Bridging the Semantic Gap: Announcing the SEA-LION Embedding Suite
Today, we are announcing the SEA-LION embedding suite. It’s the BEST embedding for Southeast Asian use.
Proven on SEA-BED
To ensure these models actually perform where it matters, we evaluated them on SEA-BED (Southeast Asia Embedding Benchmark). Unlike global benchmarks that rely on machine translation, SEA-BED uses human-curated data across 10 regional languages, including Tetum, a highly-underserved language in our region. Our models consistently show top-tier performance across: At the same time, we managed to keep English and Chinese performance as close to SOTA as possible.
- Retrieval & Reranking
- Semantic Textual Similarity (STS)
- Bitext Mining
- Instructional Retrieval
Performance Comparison


| Model | Organisation | Size | SEA-BED (SEA) | MTEB (EN) | CMTEB (ZH) | Document Throughput (doc/s) ↑ | Time per Document (ms) ↓ |
|---|---|---|---|---|---|---|---|
| SEA-LION-E5-Embedding-600M | AISG | 0.6B | 80.03 | 61.41 | 60.79 | 79.77 | 12.54 |
| E5-large | Microsoft | 0.6B | 78.93 | 61.21 | 60.51 | 81.45 | 12.28 |
| SEA-LION- ModernBERT-Embedding-600M | AISG | 0.6B | 78.45 | 60.64 | 60.47 | 91.16 | 10.97 |
| Qwen-8B-Embedding | Alibaba | 8B | 77.26 | 68.71 | 75.00 | 3.20 | 312.19 |
| BGE-M3 | BAAI | 0.6B | 76.46 | – | – | 86.25 | 11.59 |
| SEA-LION- ModernBERT-Embedding-300M | AISG | 0.3B | 76.00 | 58.21 | 58.20 | 127.06 | 7.87 |
| sentence-transformers/LaBSE | 0.5B | 74.99 | 49.45 | – | 108.40 | 9.22 | |
| Embedding Gemma | 0.3B | 70.44 | 65.11 | – | 32.86 | 30.43 | |
| sentence-transformers/paraphrase-multilingual-mpnet-base-v2 | Microsoft | 0.3B | 65.40 | 55.71 | – | 59.10 | 16.92 |
| Qwen-0.6B-Embedding | Alibaba | 0.6B | 60.66 | 64.72 | 67.45 | 13.03 | 76.75 |
| sentence-transformers/paraphrase-multilingual-MiniLM-L12-v2 | Microsoft | 0.1B | 54.39 | 53.99 | – | 57.36 | 17.43 |
| text-embedding-3-small | OpenAI | – | 52.89 | – | – | could not process | could not process |
Notes:
- Throughput: Calculations are based on an inference environment utilising 8x NVIDIA H200 GPUs.
- Time per Document: Measured in milliseconds using the official translations of the ASEAN Charter.
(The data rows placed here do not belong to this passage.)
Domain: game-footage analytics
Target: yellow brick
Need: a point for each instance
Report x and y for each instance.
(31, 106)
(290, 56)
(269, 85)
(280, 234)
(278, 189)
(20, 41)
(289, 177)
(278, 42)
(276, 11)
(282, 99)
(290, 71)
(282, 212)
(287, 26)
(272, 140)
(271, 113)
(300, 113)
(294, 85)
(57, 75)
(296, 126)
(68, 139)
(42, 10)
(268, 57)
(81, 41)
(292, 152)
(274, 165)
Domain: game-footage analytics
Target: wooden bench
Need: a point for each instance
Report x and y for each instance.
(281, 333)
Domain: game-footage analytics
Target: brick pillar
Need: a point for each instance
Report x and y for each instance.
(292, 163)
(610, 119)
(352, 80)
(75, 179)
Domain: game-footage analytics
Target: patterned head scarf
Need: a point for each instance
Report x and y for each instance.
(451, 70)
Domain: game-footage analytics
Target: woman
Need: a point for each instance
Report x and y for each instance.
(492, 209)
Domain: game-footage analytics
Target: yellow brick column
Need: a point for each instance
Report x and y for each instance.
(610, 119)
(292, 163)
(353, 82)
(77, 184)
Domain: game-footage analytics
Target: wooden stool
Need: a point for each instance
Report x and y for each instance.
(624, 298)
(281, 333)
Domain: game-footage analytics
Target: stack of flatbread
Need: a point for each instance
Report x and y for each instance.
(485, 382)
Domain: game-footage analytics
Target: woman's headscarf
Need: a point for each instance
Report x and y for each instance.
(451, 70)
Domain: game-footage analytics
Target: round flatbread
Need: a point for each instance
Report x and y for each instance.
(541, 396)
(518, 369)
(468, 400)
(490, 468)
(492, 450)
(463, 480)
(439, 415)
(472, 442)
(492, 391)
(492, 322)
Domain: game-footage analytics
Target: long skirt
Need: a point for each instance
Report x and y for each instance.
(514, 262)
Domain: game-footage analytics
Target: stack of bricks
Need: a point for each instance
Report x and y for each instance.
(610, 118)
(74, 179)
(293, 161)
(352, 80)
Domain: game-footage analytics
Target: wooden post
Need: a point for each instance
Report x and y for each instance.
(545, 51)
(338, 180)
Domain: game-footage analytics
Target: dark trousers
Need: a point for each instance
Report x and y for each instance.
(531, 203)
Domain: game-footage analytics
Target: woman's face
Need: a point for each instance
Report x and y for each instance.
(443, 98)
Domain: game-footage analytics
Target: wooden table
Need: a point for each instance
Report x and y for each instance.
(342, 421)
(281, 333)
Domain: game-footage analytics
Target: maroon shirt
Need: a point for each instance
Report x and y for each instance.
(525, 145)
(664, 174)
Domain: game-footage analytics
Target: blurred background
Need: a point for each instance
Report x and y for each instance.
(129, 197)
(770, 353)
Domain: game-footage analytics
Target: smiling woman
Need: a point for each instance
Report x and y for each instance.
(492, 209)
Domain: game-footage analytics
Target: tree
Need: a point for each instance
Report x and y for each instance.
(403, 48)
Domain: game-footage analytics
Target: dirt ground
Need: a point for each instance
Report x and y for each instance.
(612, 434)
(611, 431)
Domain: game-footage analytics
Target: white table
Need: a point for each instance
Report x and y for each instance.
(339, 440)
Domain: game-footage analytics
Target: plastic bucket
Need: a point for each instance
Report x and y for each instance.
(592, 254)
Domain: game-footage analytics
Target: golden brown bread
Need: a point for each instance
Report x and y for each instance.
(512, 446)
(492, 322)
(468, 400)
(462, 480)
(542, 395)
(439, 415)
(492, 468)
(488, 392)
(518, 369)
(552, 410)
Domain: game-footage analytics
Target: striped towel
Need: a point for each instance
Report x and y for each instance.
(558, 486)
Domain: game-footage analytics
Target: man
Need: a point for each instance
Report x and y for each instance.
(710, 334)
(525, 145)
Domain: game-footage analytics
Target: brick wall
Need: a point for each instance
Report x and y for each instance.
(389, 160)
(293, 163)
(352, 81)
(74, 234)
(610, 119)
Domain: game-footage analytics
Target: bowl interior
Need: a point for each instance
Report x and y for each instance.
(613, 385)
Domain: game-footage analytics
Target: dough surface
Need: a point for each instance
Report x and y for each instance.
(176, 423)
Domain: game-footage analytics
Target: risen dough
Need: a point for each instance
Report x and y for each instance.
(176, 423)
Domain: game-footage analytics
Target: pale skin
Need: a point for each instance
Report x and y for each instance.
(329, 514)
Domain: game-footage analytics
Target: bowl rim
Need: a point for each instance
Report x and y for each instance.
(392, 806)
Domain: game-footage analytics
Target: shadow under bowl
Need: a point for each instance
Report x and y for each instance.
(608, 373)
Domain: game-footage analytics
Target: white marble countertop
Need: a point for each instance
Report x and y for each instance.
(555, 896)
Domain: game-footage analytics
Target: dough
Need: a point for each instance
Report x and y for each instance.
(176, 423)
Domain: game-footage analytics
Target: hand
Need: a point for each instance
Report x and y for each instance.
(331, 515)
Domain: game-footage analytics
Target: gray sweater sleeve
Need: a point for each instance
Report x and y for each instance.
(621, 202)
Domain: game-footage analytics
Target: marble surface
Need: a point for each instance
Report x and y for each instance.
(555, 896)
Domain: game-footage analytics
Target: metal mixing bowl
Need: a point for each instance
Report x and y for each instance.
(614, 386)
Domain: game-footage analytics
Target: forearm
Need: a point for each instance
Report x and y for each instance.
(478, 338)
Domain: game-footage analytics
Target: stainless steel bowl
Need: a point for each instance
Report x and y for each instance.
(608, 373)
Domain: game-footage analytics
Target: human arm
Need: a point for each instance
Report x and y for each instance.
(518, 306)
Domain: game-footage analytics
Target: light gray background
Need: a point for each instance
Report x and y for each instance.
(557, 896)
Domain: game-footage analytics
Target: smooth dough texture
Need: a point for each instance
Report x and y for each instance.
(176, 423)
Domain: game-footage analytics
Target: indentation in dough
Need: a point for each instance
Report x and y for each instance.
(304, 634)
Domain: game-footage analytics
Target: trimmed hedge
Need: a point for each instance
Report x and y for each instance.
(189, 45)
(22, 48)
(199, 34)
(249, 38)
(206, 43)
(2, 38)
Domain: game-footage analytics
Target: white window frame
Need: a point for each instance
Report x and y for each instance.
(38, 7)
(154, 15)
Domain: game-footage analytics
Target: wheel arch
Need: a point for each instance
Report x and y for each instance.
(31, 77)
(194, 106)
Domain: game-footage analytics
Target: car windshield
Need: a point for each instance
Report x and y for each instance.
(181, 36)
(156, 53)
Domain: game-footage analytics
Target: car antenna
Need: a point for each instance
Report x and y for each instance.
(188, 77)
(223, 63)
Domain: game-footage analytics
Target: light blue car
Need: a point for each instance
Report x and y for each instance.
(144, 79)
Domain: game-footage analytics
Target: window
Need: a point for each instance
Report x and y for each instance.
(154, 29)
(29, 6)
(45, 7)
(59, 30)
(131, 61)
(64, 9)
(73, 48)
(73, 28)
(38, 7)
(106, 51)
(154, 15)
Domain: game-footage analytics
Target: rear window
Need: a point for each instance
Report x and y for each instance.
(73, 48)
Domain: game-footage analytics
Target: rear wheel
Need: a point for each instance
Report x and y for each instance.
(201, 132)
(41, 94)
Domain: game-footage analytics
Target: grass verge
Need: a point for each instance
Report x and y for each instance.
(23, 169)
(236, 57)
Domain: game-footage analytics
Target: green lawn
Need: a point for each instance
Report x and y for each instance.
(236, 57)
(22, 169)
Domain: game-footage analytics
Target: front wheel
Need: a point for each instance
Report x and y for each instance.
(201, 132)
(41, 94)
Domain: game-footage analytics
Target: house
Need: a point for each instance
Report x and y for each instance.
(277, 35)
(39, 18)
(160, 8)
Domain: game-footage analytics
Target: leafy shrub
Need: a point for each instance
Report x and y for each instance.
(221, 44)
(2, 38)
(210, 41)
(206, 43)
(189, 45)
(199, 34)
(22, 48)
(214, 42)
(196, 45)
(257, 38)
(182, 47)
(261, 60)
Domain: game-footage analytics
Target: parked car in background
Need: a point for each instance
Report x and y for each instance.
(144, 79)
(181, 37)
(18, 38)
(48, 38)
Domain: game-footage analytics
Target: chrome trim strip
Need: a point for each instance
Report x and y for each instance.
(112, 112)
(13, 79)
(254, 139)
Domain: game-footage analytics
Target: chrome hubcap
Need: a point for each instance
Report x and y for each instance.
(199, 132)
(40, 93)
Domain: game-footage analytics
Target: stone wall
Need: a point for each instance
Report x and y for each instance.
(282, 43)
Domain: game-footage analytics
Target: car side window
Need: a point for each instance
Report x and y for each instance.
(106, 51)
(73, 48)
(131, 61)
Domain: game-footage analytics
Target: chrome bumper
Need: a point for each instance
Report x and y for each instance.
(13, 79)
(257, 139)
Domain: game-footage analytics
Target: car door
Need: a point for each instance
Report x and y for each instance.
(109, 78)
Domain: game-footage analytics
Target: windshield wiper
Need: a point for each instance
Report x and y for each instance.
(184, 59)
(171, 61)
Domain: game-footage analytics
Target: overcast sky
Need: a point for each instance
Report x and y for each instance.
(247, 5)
- Speed Test Configuration: Documents were processed in chunks, with each chunk size set to the model’s maximum context length minus 2.
- Averaging: Both Throughput and Time per Document results represent the average performance across 100 independent runs to ensure statistical significance.
- Benchmark Scoring: All SEA-BED performance scores (including reference models) are calculated in-house to ensure direct comparability. For MTEB and CMTEB scores, performance scores for SEA-LION models are calculated in-house, while scores for other reference models are taken from the official MTEB/CMTEB leaderboards without further validation. – indicates that the reported results are either incomplete or not available on the respective leaderboards.
Try It Yourself: SEA-LION Embedding Demo
To help you get started, we have provided a practical demo showcasing how to integrate these embedding models into your RAG workflows. The demo includes source code for document indexing, semantic search, and performance benchmarking across various SEA languages.
You can access the full source code and documentation at the sealion-embedding-demo GitHub repository.
Why Embeddings Matter for the Region
While Large Language Models (LLMs) grab the headlines, Embeddings are the silent engine behind modern AI. They are critical for current LLM systems, specifically for memory, search, and retrieval (RAG). Whether you are building a chatbot for a government portal in Bangkok, a customer support bot for an e-commerce platform in Jakarta, or a legal document analyser in Hanoi, high-quality embeddings are the difference between “getting the gist” and “truly understanding.”
This release includes five specialised models and four foundational checkpoints across three distinct architectures, all unified by one goal: providing the best vector representations for Southeast Asia’s unique linguistic landscape.
We are releasing these models under the MIT License to support developers, researchers, and startups across the ASEAN region.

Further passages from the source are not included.